Ignoring our own listening ips sounds like a reasonable suggestion. Alternative would be to error out because we should not allow user to end up in a infinite recursion.

Shall I open an aardvark-dns ticket to address this?

Luap99 commented 11 months ago

Yes please

xiaoyar commented 11 months ago

Sure, https://github.com/containers/aardvark-dns/issues/415 is filed.

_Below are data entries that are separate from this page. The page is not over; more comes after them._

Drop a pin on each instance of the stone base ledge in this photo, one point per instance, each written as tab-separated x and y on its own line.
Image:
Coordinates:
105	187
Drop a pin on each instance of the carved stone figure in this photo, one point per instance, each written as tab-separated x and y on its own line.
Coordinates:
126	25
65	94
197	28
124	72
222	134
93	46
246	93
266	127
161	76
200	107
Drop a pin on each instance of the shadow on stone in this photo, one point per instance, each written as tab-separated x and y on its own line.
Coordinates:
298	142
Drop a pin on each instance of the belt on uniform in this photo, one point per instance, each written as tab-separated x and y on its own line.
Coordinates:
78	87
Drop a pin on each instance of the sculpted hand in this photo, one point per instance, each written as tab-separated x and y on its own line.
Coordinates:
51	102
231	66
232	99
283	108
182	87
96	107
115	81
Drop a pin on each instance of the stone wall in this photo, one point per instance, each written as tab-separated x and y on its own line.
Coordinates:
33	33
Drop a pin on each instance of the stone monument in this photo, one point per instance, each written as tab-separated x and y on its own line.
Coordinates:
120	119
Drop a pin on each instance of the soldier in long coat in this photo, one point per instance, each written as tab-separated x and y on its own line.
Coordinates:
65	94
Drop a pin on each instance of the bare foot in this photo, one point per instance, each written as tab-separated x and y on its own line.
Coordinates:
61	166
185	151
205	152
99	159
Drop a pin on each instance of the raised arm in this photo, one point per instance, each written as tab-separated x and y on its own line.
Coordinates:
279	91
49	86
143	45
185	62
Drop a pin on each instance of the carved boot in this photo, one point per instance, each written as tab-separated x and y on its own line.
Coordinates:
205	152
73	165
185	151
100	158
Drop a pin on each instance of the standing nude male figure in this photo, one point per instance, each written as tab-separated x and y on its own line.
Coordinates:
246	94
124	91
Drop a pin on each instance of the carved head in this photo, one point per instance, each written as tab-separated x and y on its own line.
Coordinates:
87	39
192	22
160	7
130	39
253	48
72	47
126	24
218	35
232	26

xiaoyar commented 11 months ago

Per the current implementation, the name servers defined in host's /etc/resolv.conf will be populated in container's /etc/resolv.conf. However, when a container is connected to a network with dns_enabled is true, the name servers in host's /etc/resolv.conf will also be tried by aardvark-dns. That means, if the name server in host's /etc/resolv.conf fails to resolve, it will be tried more than once, that's bad for performance. It seems the name servers in host's /etc/resolv.conf should not be populated in container's /etc/resolv.conf when the container is connected to a network with dns_enabled is true. What do you think, @Luap99 ? Shall we open a podman issue to address this?

Luap99 commented 11 months ago

It seems the name servers in host's /etc/resolv.conf should not be populated in container's /etc/resolv.conf when the container is connected to a network with dns_enabled is true.

That is already the case with the latest version.